As polémicas dão votos? Mas aparecer constantemente nos meios de comunicação social tradicionais e nas redes sociais nem sempre é sinónimo de votos. Arons de Carvalho considera que ainda é cedo para perceber se a visibilidade dada aos novos partidos pode transformar-se em votos, mas alerta que “há atitudes e polémicas que desfavorecem” esses partidos.
Carlos Abreu Amorim não tem dúvidas de que, se as eleições fossem hoje, o Livre não teria o mesmo sucesso e considera mesmo que Joacine “corre o risco de desaparecer”. Já o Chega poderá eleger mais deputados. “Todos os dias me falam no André Ventura. Isso significa que a estratégia dele está a resultar. O Chega tem tido uma estratégia comunicacional muito inteligente”.
Arons de Carvalho partilha da ideia de que dificilmente “esta grande mediatização” poderá beneficiar a deputada eleita pelo Livre. Mas não descarta que o Chega possa ganhar votos, acompanhando o “crescimento de algumas forças políticas mais radicais à direita, a nível europeu”.
As sondagens têm apontado para um crescimento do partido de André Ventura e para uma queda do Livre. Nas últimas eleições, o Chega conseguiu cerca de 67 mil votos. O Livre conseguiu pouco mais de 57 mil votos a nível nacional. A Iniciativa Liberal ficou à frente de Joacine Katar Moreira, com mais de 67 mil votos, mas não tem tido tanta visibilidade e não se tem envolvido em casos polémicos.
As muitas polémicas com Joacine e Ventura em menos de quatro meses
Ventura repreendido pelo presidente da AR
• O presidente da Assembleia da República repreendeu André Ventura por abusar da palavra vergonha nas suas intervenções. O deputado do Chega classificou a atitude de Ferro Rodrigues como “uma vergonha” e recusou “lições de moral”.
Chega quer devolver Joacine ao país de origem
• A proposta de Joacine Katar Moreira para que o património das ex-colónias em museus seja devolvido às comunidades de origem abriu mais uma polémica. Ventura sugeriu que “a própria deputada Joacine seja devolvida ao seu país de origem”.
Ventura promete afastar extremistas
• André Ventura garantiu que “será retirada a confiança política” a todos os dirigentes do partido com ligações a movimentos de extrema-direita. A revista Sábado noticiou que alguns membros dos órgãos sociais do Chega estiveram em movimentos neonazis.
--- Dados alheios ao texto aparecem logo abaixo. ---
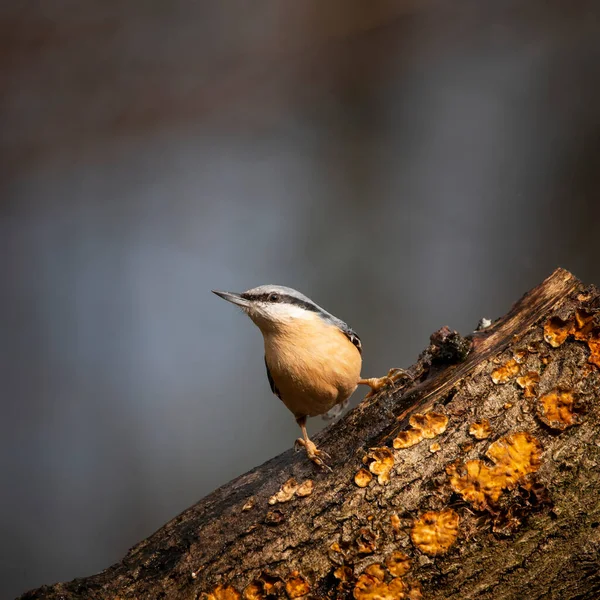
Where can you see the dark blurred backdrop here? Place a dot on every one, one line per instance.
(406, 164)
Polémica com o Bloco e “os amigos do charro”
• André Ventura escreveu, nas redes sociais, que o Chega não recebe “lições de moral dos amigos da marijuana e do charro”. Umas horas antes, o deputado Moisés Ferreira, do BE, tinha acusado o Chega de não ter “gente séria” para discutir o Serviço Nacional de Saúde.
Sousa Lara obrigado a demitir-se
• Sousa Lara, porta-voz do Chega na área da segurança interna, demitiu-se do cargo por não renunciar à subvenção estatal vitalícia. O fim das subvenções vitalícias é uma das bandeiras do Chega e, depois de muitas críticas, o ex-governante demitiu-se.
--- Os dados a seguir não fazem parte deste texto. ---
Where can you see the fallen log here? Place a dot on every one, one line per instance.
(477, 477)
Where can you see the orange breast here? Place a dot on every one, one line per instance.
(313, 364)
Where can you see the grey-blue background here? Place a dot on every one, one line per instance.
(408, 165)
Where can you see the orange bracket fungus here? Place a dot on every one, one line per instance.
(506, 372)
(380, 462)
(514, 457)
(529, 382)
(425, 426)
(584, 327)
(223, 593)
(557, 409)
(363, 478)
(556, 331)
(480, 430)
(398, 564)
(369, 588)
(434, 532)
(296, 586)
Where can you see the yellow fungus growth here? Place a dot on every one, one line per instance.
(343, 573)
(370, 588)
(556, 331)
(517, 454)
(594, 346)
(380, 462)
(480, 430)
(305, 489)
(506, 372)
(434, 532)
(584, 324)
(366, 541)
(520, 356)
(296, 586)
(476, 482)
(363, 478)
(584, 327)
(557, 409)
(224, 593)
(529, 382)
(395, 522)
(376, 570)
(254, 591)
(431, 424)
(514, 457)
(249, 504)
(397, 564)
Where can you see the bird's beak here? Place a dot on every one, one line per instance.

Joacine saiu do Livre depois de muitas polémicas
• A tensão entre a direção do Livre e Joacine Katar Moreira durou quase três meses. O partido retirou a confiança política a Joacine e a deputada optou por passar ao estatuto de deputada não inscrita. Joacine desvinculou-se há uma semana do Livre.
“Larguem o osso” e outros tweets do assessor
• Rafael Esteves Martins, assessor de Joacine, manifestou nas redes sociais o seu descontentamento com os jornalistas. “Larguem o osso”, escreveu o assessor, que se queixou de um jornalista que entrou no gabinete da deputada.
Deputada pede segurança para evitar jornalistas
• O assessor de Joacine pediu ao serviço de segurança do Parlamento para acompanhar a deputada porque esta não queria fazer declarações aos jornalistas. O caso gerou polémica e obrigou à intervenção do presidente do Parlamento.
Fotografia com os olhos fechados
• Joacine tentou impedir a publicação de uma fotografia oficial da comissão parlamentar do Ambiente no site do Parlamento, mas sem sucesso. A deputada, eleita pelo Livre, aparecia de olhos fechados nessa fotografia.